Proof (outline): Consider the fibered product $U'$ of $i$ and $b$. Then we have a morphism $V \to U'$ determined by the given $\pi : V\to U$ and the factor map $V\to A$ of $b\circ \pi$. Moreover, the map $U' \to U$ is a monomorphism since monomorphisms are stable under fibered products; and the map $U'\to U$ is also an epimorphism as a factor of the given epimorphism $\pi : V\to U$. Therefore, the map $U' \to U$ is in fact an isomorphism; and composing the inverse of this map with the map $U' \to A$ gives the desired factor map.

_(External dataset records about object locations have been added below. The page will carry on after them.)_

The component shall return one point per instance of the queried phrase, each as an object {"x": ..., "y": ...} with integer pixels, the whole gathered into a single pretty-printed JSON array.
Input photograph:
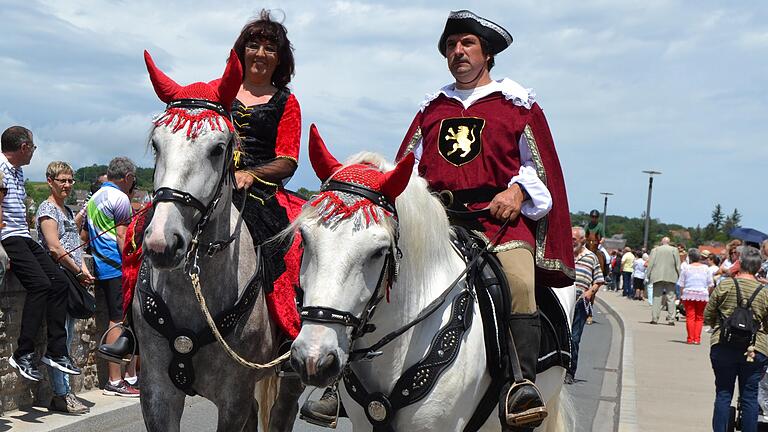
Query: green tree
[
  {"x": 732, "y": 221},
  {"x": 718, "y": 218}
]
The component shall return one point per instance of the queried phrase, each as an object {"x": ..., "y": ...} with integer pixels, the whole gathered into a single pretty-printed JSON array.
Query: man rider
[{"x": 488, "y": 143}]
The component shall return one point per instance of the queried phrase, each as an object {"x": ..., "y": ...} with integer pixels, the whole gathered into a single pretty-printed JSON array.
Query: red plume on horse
[
  {"x": 390, "y": 184},
  {"x": 221, "y": 91}
]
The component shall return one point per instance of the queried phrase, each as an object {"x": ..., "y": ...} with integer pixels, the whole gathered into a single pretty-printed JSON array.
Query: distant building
[
  {"x": 680, "y": 235},
  {"x": 614, "y": 243}
]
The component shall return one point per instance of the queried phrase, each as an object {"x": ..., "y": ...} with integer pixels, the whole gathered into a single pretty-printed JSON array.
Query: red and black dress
[{"x": 268, "y": 132}]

Now as a brief explanation of the "generalized element method" that I mentioned in a comment: this proof is very much patterned after the natural diagram chasing argument that you would use in the case of abelian groups. However, in case of elements of a group, I use morphisms from some "test object" $U$ to the given object of the abelian category. As you saw in this proof, when the diagram chasing argument takes the preimage of an element under an epimorphism, we may need to adjust the test object; but using the stability of epimorphisms under fibered products (which you first need to establish using another method), you can limit the adjustments of test object to "epimorphic coverings".

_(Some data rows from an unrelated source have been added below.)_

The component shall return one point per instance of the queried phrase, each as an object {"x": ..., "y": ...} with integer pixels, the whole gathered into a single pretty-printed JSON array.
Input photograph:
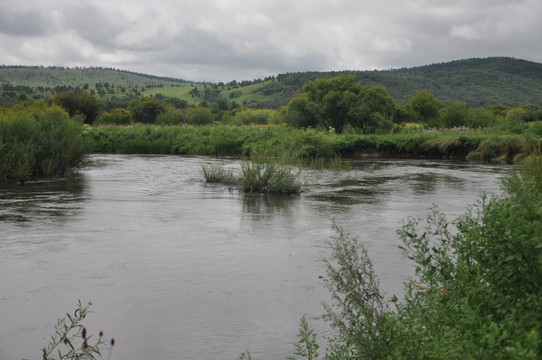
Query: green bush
[
  {"x": 256, "y": 177},
  {"x": 476, "y": 292},
  {"x": 118, "y": 116},
  {"x": 40, "y": 140}
]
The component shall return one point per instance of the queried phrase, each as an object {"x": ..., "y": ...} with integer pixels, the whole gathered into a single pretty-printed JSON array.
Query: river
[{"x": 180, "y": 269}]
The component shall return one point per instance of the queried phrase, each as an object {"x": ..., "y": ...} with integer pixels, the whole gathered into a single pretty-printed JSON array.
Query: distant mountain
[
  {"x": 477, "y": 82},
  {"x": 35, "y": 76}
]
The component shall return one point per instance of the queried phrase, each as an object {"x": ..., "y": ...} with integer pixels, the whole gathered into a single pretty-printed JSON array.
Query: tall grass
[
  {"x": 256, "y": 177},
  {"x": 278, "y": 141}
]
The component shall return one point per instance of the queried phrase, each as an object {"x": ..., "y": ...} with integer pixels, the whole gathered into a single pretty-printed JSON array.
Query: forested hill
[
  {"x": 478, "y": 82},
  {"x": 39, "y": 76}
]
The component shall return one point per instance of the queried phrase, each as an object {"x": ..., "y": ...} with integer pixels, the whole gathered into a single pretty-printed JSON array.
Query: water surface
[{"x": 180, "y": 269}]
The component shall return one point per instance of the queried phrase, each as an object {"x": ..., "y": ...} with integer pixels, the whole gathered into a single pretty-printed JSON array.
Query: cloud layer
[{"x": 222, "y": 40}]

(This method is closely related to the philosophy of using Yoneda's lemma to construct certain morphisms, and/or to prove properties of those morphisms.)

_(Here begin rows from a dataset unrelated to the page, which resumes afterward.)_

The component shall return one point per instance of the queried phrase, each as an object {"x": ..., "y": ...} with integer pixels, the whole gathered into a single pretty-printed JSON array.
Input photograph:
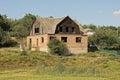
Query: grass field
[{"x": 41, "y": 66}]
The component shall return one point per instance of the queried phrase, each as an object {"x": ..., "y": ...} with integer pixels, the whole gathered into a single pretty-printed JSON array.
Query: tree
[
  {"x": 90, "y": 26},
  {"x": 56, "y": 47},
  {"x": 105, "y": 37},
  {"x": 22, "y": 26}
]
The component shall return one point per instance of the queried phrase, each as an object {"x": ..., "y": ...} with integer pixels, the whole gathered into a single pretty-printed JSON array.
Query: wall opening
[{"x": 78, "y": 39}]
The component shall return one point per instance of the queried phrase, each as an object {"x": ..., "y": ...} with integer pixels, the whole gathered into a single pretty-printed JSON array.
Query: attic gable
[{"x": 48, "y": 25}]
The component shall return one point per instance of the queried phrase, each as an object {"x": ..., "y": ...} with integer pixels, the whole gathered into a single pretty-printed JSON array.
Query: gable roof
[{"x": 49, "y": 25}]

(I also like to use names such as $U$ and $V$ for test objects because it reminds me of the case where the abelian category is the category of sheaves of abelian groups on some topological space, or on some site. In fact, this is related since if the test object is $h_U$, the morphisms from $h_U$ to a sheaf $\mathscr{F}$ are canonically identified with the elements of $\mathscr{F}(U)$. And in the "lifting by an epimorphism", we can see in this special case: if $\mathscr{F}\to \mathscr{G}$ is an epimorphism and $g \in \mathscr{G}(U)$, then there exists an open cover $\{ V_i \mid i \in I \}$ of $U$ and sections $f_i \in \mathscr{F}(V_i)$ with $f_i \mapsto g |_{V_i}$. Then $\amalg_{i\in I} h_{V_i} \to h_U$ is an epimorphic cover.)